SEMUA TENTANG MEDAN
 

Hotel Milik Artis Cynthiara Alona Jadi Tempat Prostitusi Online, Alasannya Bikin Miris

Sabtu, 20 Maret 2021
PENULIS Editor    SOURCE Ayojakarta.com    EDITOR A. Dadan Muhanda
 

AYOMEDAN.ID--Subdit Renakta Ditreskrimum Polda Metro Jaya menangkap 3 pelaku dalam kasus prostitusi online di Hotel Alona, Kreo, Tangerang. 

Ketiganya berinisial DA yang berperan sebagai muncikari, AA sebagai pengelola hotel dan Cynthiara Alona yang merupakan seorang artis sebagai pemilik hotel. Dalam kasus terkait Pekerja Seks Komersial (PSK) di hotel milik artis Cynthiara Alona, para korban ternyata masih di bawah umur.

Kabid Humas Polda Metro Jaya Kombes Pol Yusri Yunus mengatakan, motif pelaku ialah untuk mendapatkan keuntungan ekonomi. 

"Para pelaku menawarkan wanita BO (anak di bawah umur) dengan menggunakan aplikasi media social. Kami sepakat, 15 orang ini adalah korban. Semuanya anak di bawah umur yang rata-rata umurnya 14 sampai 15 tahun. Mereka sekarang dititipkan ke rumah Handayani. Nanti mereka mendapat trauma healing," ujarnya di Polda Metro Jaya, Jumat (19/3/2021). 

Jaringan prostitusi tersebut saling berkaitan satu sama lain. Bahkan, Cynthiara Alona mengetahui akan kegiatan prostitusi di hotelnya tersebut. 

Menurut Yusri, Cynthiara Alona juga menyediakan tempat prostitusi untuk pengunjung hotelnya. Alona bekerjasama dengan muncikari, pengelola hotel dan oknum lainnya.

"Modusnya adalah ini para pelaku kerjasama. Mulai dari muncikari sampai ke pengelola hotel ya, sampai ke pemilik hotel. Kenapa keterlibatan pemilik hotel? dia mengetahui," jelasnya. 

Dalam kasus ini, polisi mengamankan barang bukti berupa uang Rp550 ribu, alat kontrasepsi, handphone dan struk hotel.

"Manajemen hotel baik itu pemilik dan pengelolanya menyediakan tempat. Mereka bahkan mengetahui bahwa anak-anak yang menginap di sana nggak perlu kasih KTP, dengan harapan jumlah tamu bisa dipertahankan," kata Yusri. 

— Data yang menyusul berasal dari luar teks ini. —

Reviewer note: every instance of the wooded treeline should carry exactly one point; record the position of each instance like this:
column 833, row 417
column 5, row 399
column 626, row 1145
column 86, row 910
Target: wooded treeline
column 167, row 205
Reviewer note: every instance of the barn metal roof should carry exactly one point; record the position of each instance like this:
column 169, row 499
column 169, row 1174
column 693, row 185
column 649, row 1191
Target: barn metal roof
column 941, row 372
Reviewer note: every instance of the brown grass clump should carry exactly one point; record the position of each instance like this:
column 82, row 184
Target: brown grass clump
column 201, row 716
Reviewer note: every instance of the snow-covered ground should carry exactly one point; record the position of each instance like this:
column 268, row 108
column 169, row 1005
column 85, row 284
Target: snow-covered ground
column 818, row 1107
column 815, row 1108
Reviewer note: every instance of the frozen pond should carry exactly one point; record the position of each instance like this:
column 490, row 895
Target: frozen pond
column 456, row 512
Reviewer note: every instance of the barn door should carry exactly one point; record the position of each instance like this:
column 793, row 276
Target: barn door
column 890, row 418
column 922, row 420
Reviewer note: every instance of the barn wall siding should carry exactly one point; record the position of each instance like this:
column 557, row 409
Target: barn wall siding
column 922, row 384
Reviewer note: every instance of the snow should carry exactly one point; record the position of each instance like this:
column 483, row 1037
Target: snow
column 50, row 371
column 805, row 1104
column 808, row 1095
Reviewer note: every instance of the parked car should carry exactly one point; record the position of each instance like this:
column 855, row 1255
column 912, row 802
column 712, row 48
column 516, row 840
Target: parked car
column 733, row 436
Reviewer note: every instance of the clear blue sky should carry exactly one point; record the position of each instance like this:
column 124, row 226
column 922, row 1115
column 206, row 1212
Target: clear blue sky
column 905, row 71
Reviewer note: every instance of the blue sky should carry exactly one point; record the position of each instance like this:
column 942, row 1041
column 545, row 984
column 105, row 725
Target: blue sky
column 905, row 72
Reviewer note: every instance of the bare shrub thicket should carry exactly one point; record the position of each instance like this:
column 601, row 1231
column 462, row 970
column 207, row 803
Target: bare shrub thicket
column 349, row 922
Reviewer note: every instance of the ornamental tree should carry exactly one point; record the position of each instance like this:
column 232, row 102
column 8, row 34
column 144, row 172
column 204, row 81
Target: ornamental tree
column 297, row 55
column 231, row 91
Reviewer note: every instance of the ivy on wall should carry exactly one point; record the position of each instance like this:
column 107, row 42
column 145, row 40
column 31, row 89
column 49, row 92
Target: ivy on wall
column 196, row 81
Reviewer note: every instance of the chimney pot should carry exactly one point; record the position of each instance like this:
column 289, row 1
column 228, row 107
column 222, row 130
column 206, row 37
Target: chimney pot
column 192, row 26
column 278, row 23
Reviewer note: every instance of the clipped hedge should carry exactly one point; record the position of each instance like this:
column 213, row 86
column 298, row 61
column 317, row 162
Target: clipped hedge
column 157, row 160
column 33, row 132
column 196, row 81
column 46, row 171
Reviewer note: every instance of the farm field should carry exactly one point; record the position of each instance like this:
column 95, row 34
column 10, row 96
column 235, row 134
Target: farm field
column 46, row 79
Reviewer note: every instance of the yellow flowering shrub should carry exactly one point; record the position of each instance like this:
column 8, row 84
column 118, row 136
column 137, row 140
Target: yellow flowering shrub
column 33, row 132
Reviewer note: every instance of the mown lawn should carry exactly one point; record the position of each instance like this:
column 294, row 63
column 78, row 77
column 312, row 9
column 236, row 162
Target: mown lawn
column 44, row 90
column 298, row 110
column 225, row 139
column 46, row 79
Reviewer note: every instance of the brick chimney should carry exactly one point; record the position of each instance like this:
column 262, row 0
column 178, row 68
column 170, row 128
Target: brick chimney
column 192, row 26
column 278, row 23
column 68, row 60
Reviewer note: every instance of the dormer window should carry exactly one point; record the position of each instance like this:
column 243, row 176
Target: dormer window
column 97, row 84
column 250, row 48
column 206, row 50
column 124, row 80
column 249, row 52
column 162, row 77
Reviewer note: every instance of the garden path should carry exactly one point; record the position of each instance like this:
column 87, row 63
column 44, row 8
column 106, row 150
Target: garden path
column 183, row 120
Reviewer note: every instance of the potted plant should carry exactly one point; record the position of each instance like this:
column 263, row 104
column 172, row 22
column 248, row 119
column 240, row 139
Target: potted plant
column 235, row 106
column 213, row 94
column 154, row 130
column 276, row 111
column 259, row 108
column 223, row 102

Dalam melakukan aksinya, muncikari menawarkan anak di bawah umur melalui aplikasi MiChat. Sebelum mengajak korban, para muncikari ini berpura-pura menawarkan pekerjaan atau memacari korban. 

"Tarifnya untuk sekali kencan Rp. 400 ribu hingga Rp. 1 juta. Nanti uang itu joki dapat, dan sebagian untuk korban," jelasnya. 

Akibat perbuatannya, para pelaku Pasal 2 ayat (1) UU RI No. 21 Tahun 2007 tentang Pemberantasan Tindak Pidana Perdagangan Orang, dipidana dengan pidana penjara paling singkat 3 (tiga) tahun dan paling lama 15 (lima belas) tahun dan pidana denda paling sedikit Rp120 juta dan paling banyak Rp600 juta.